15th July 1921
WORLD WAR ONE
War Loan 5% Registered
1929-47 @ 88
R. MIDDLEMAS, Esq.
Stamped GEORGE V SIX PENCE
In August 1914 the gold reserves of the Bank of England,
and effectively of all banking institutions in Great Britain,
amounted to £9 million.
The banks feared the declaration of war
would trigger a run on the banks,
so the Chancellor David Lloyd George
extended the August bank holiday for three days
to allow time for the passing of the Currency and Bank Notes Act 1914,
by which Britain left the gold standard.
Under this Act the Treasury issued £300 million
(equivalent to £25.1 billion in 2013) of paper banknotes,
without the backing of gold,
with which the banks could repay their obligations.
Leading banker Walter Leaf described these Treasury notes as
“essentially a War Loan free of interest,
for an unlimited period,
and as such was a highly profitable expedient
from the point of view of the Government”.
The first interest-bearing War Loan
was issued in November 1914 at an interest rate of 3.5%,
to be redeemed at par value in 1925–28.
It raised £333 million;
£350 million at face value as it was issued at a 5% discount.
It was revealed in 2017 that public subscriptions amounted to £91m,
and the balance had been subscribed by the Bank of England,
under the names of then governor,
It was followed by £901 million of a second War Loan in June 1915,at 4.5%.
£17.6 million of this was accounted for by conversion of the 3.5% issue,
and a further £138 million by holders of 2.5% and 2.75% Consols,
who were also allowed to transfer to the higher interest rate.
The government also pledged that if they issued War Loans
at even higher interest,
holders of the 4.5% bonds might also convert to the new rate.

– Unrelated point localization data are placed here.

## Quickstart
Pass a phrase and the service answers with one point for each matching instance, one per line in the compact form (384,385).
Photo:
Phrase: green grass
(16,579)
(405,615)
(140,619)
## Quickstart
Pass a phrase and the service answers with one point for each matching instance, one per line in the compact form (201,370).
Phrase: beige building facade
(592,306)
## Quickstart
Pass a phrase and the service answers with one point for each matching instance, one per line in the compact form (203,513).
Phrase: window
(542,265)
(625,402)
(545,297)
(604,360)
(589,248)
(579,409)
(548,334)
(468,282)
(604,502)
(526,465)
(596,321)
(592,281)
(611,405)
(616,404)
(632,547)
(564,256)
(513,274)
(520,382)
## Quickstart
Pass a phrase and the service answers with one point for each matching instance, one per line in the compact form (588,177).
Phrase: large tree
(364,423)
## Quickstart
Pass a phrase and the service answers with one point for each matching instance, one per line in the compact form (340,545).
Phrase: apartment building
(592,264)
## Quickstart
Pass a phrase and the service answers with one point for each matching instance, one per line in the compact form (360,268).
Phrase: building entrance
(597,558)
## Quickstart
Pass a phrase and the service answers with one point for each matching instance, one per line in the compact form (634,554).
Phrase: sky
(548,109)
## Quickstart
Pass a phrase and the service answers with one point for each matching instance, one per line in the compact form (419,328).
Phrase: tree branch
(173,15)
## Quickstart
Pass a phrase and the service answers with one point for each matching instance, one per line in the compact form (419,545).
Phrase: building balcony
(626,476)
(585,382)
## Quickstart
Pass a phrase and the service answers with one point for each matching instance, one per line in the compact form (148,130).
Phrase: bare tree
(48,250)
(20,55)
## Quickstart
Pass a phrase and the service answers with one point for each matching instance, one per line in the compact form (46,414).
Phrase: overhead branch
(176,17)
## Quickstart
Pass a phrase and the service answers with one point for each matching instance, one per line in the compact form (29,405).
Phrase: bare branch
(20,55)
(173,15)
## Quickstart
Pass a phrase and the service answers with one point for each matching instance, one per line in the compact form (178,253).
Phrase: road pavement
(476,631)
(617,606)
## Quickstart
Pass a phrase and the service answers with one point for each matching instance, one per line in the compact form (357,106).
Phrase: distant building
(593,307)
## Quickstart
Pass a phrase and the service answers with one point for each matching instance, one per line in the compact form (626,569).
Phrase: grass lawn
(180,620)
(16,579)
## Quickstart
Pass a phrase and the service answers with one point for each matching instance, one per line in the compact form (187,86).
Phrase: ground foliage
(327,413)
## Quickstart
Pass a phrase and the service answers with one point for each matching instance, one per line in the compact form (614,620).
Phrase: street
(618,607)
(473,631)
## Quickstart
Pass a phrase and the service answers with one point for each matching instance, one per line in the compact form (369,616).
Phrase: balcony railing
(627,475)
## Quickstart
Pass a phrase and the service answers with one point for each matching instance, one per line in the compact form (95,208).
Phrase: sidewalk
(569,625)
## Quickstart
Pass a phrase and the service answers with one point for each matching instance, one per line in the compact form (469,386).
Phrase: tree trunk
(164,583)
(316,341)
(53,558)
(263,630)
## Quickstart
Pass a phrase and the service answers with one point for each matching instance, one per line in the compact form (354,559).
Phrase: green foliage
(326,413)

In his memoirs Lloyd George stated his regret
that his successor Reginald McKenna
increased the interest rate at a time
when investors had few alternatives.
Not only did it directly increase the nation’s annual interest payments
by £100 million but it meant interest rates were higher
Compared to France,
the British government relied more on short-term financing
in the form of treasury bills
and exchequer bonds during World War I.
Treasury bills provided the bulk of British government funds in 1916,
and were available for terms of 3, 6, 9 and 12 months at an interest rate of 5%.

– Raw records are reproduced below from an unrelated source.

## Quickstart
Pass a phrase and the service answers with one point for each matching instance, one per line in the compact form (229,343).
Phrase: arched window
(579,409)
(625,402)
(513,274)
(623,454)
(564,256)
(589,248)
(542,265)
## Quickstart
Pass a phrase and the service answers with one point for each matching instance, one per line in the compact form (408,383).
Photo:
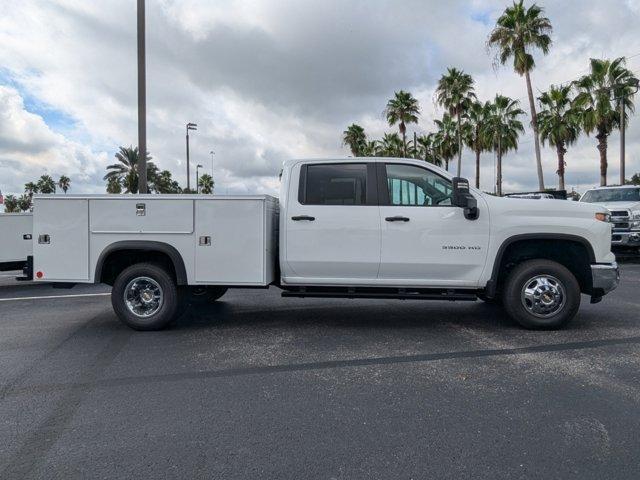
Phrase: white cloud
(270,80)
(29,148)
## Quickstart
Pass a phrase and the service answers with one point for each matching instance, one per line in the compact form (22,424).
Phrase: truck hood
(618,205)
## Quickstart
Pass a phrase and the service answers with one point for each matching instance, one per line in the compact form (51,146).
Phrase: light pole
(142,102)
(198,178)
(190,126)
(634,85)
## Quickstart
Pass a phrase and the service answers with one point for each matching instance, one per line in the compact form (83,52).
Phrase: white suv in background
(624,204)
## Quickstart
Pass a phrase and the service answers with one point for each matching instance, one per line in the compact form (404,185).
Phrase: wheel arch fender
(148,246)
(492,284)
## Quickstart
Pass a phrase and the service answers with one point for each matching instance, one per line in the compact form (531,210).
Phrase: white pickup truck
(623,203)
(355,228)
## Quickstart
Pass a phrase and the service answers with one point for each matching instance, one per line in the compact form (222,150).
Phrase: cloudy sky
(270,80)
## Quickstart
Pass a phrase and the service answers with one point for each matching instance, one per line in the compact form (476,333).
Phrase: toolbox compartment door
(143,215)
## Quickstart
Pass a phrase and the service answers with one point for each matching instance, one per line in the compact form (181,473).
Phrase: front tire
(541,294)
(145,297)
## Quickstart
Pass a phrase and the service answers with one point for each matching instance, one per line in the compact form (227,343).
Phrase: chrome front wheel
(543,296)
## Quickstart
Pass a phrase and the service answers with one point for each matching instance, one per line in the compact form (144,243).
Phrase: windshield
(612,195)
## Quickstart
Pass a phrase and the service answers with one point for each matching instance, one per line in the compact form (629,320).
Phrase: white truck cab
(623,203)
(356,228)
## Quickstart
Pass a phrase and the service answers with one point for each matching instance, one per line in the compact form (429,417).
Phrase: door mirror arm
(462,198)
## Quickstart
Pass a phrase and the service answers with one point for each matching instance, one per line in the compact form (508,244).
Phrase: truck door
(425,240)
(332,224)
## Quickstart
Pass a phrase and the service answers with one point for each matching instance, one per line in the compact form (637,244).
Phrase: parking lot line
(15,299)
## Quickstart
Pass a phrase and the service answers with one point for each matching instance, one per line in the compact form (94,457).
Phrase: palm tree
(46,184)
(503,130)
(11,204)
(426,148)
(518,31)
(477,116)
(30,188)
(402,109)
(355,138)
(558,123)
(445,142)
(391,146)
(370,149)
(24,203)
(113,185)
(206,184)
(126,171)
(455,93)
(64,183)
(596,102)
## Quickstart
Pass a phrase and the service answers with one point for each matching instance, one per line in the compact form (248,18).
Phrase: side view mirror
(462,198)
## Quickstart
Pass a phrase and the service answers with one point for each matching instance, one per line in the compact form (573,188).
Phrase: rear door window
(334,184)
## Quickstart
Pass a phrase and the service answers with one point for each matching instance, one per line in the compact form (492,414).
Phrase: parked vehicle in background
(532,196)
(550,194)
(351,228)
(623,203)
(15,240)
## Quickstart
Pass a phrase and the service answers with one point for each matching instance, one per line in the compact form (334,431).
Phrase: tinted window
(336,184)
(411,185)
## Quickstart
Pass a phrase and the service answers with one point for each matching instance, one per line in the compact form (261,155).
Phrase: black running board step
(383,295)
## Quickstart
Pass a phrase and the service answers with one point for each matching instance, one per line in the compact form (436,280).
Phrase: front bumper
(605,278)
(626,239)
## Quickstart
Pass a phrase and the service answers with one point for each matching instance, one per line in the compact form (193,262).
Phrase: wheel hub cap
(543,296)
(143,296)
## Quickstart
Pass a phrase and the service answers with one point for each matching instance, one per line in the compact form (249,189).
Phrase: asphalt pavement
(258,386)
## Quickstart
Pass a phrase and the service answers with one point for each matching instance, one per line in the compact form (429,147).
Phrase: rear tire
(145,297)
(541,294)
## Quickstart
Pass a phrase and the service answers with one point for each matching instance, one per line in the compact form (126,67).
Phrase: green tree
(355,138)
(30,188)
(24,202)
(455,93)
(503,130)
(390,146)
(426,149)
(599,93)
(402,109)
(11,204)
(445,139)
(113,185)
(46,184)
(163,182)
(558,123)
(126,170)
(519,31)
(475,136)
(64,183)
(206,184)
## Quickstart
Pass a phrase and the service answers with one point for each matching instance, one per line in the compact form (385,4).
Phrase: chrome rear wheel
(543,296)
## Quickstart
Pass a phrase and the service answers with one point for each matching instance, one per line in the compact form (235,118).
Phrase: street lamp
(197,178)
(190,126)
(142,100)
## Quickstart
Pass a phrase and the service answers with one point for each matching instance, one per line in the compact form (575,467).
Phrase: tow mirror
(462,198)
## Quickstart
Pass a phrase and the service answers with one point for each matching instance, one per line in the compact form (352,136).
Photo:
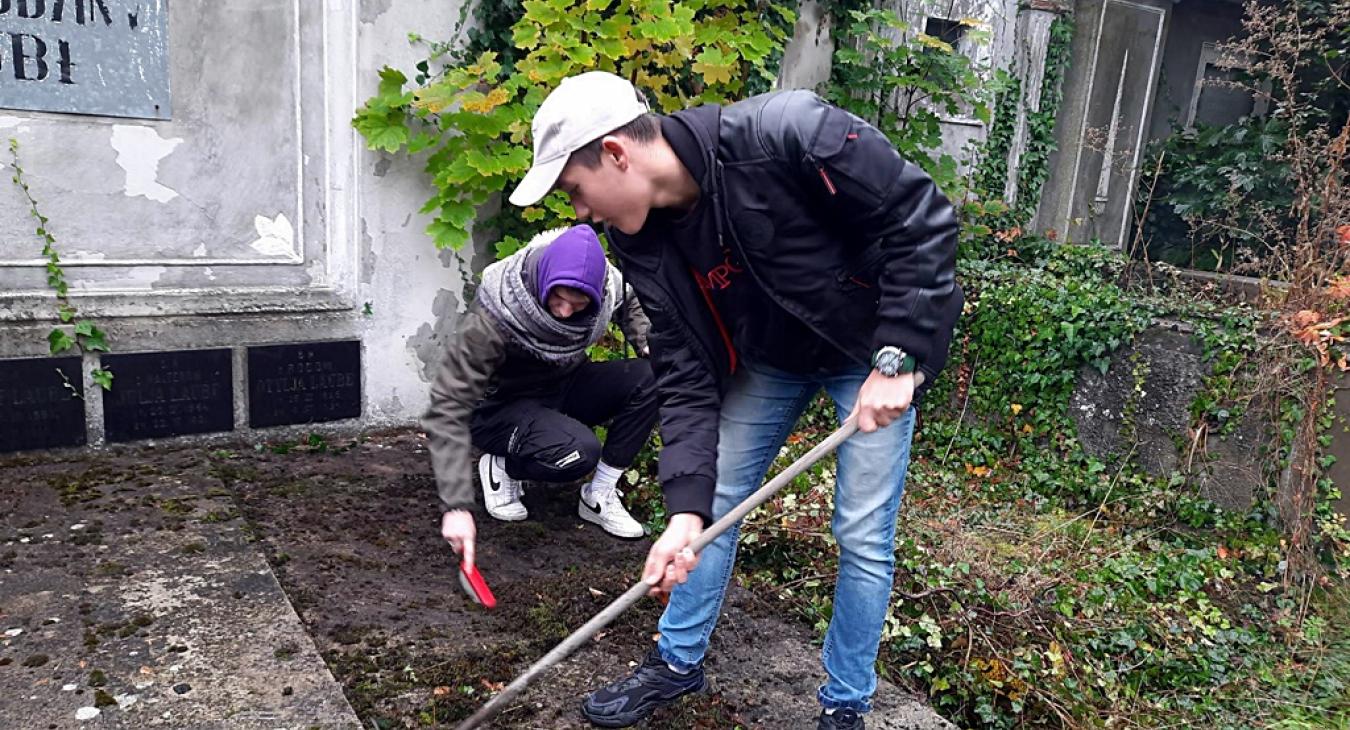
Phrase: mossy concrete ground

Although these were not formally designated as war bonds,
advertising was explicit about their purpose.
This April 1916 advertisement for 5% Exchequer bonds was typical of the time:
“Lend Your Money to Your Country.
The soldier does not grudge offering his life to his country.
He offers it freely,
for his life may be the price of Victory.
But Victory cannot be won without money as well as men,
and your money is needed.
Unlike the soldier,
the investor runs no risk.
If you invest in Exchequer Bonds your money,
capital and interest alike,
is secured on the Consolidated Fund of the United Kingdom,
the premier security of the world.”
Policy changed when Asquith‘s government fell in December 1916
The third War Loan was launched in January 1917
at a 5% discount to face value and
paying 5% interest (or 4% tax-free for 25 years),
a rate Lloyd George described as “penal”.
Holders of existing War Loans,
Treasury Bills and War Expenditure Certificates
could convert to the 5% issue.
Of the £2.08 billion raised by the 5% War Loan,
only £845 million was new money;
the rest was conversions of £820 million of 4.5% Loan,
£281 million of Exchequer Bonds and £130 million of Treasury Bills.
Labour politician Tom Johnston
would later write of the 1917 War Loan
“No foreign conqueror could have devised
a more complete robbery and enslavement of the British Nation”.
On 30 June 1932 Neville Chamberlain announced
that the Government would exercise its right to call in the 5% War Loan,
offering a choice of taking cash or continuing the loan at 3.5%.
Although they were obliged to give 90 days’ notice of such a change,
a 1% tax-free cash bonus was offered to holders who acted by 31 July.
This conversion saved the government about £23 million net per year.
On 3 December 2014 the UK Government announced
it would redeem the outstanding war loans on 9 March 2015.